Cartórios e privilégios
Diário da Manhã
Publicado em 6 de dezembro de 2017 às 22:36 | Atualizado há 7 anosO presidente do Tribunal de Justiça de Goiás, desembargador Gilberto Marques Filho, esteve na Assembléia Legislativa para encaminhar projeto de lei de sua autoria prevendo a criação de cartórios em Goiás. O projeto prevê 86 novas serventias. A idéia não é nova, nem original. Há mais de 30 anos um parlamentar de primeiro mandato apresentou projeto nesse sentido. Caiu na real depois de contactado por cartorários que, antes mesmo de o projeto tramitar, já estavam sendo prejudicados. Segundo disseram, estavam remunerando parlamentares para votarem contra. O projeto não seria aprovado, mas lhes ficaria muito onerosa a não aprovação. O jovem deputado caiu na real e o projeto foi retirado da pauta.

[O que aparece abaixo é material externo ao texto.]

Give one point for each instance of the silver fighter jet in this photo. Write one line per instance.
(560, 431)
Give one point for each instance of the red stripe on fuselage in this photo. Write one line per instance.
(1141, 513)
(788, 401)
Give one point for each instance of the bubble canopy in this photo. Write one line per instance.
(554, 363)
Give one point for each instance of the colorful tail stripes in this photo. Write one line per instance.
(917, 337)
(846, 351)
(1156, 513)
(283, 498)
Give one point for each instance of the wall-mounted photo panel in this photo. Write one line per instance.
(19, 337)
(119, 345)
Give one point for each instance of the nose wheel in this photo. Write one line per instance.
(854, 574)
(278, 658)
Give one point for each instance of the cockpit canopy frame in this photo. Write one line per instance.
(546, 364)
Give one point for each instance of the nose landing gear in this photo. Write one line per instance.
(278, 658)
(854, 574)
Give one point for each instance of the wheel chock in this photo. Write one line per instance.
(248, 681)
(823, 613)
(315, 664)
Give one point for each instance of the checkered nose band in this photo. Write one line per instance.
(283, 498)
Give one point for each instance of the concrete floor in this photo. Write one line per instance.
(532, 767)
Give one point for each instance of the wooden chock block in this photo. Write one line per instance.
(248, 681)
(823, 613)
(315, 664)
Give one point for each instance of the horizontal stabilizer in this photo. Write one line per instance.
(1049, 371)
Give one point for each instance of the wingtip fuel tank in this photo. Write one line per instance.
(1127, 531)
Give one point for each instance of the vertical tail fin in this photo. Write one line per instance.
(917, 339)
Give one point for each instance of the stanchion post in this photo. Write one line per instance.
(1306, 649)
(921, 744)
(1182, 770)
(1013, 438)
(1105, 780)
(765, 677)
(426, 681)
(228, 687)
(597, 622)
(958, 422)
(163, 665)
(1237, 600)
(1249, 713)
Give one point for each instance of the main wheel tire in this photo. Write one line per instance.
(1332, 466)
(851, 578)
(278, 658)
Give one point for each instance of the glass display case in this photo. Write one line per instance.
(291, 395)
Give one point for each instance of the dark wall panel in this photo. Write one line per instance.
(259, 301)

Suprimir direitos de pobres, a exemplo dos que ganham o salário mínimo e até menos (cerca de 70% dos trabalhadores brasileiros), é fácil. O presidente Temer, do baixo de seus três por cento de aprovação, já disse alto e bom som que, já que é assim, aproveitará para fazer o que, a seu ver, é necessário: a reforma da previdência dos pobres. Poderia partir logo para os 100% de rejeição, afinal está faltando pouco, atacando os verdadeiros privilégios. Não é difícil identificá-los. No item previdência e direitos trabalhistas, basta identificar os que fizeram ou fazem lobby contra a própria aposentadoria compulsória aos 70 anos de idade. Agem assim porque não querem abrir mão de vantagens diretas e até indiretas.
Na História brasileira, cartório sempre foi sinônimo de privilégio. Qualquer estagiário que resolver pesquisar descobrirá, pelos sobrenomes dos titulares de cartórios, quem eram os detentores do poder em cada quadra da História. Com ou sem concurso, porque muitos concursos eram fajutos. Agora, não. Os concursos são rigorosos. E muito disputados. A cada cartório, milhares de inscritos. Sabe-se da existência de concurseiros hoje titulares de vários cartórios em unidades diferentes da Federação. Ganham o cartório e o arrendam. E podem assim alternar moradias, segundo o clima, a culinária e outros itens de conforto e bem-estar, em vários lugares do planeta.
Conquistas por mérito são aceitas, até merecem aplausos. Desde que não se choquem com os interesses da sociedade. O poder constituído precisa colocar em primeiro lugar o interesse coletivo. Que tal permitir a abertura de cartórios como são permitidos, por exemplo, ter um hospital ou um posto de combustíveis. Para tudo isso existe exigências. Cada qual que as cumpra e se cuide contra prejuízos.
Se o negócio não der certo, bem, é só fecha-lo.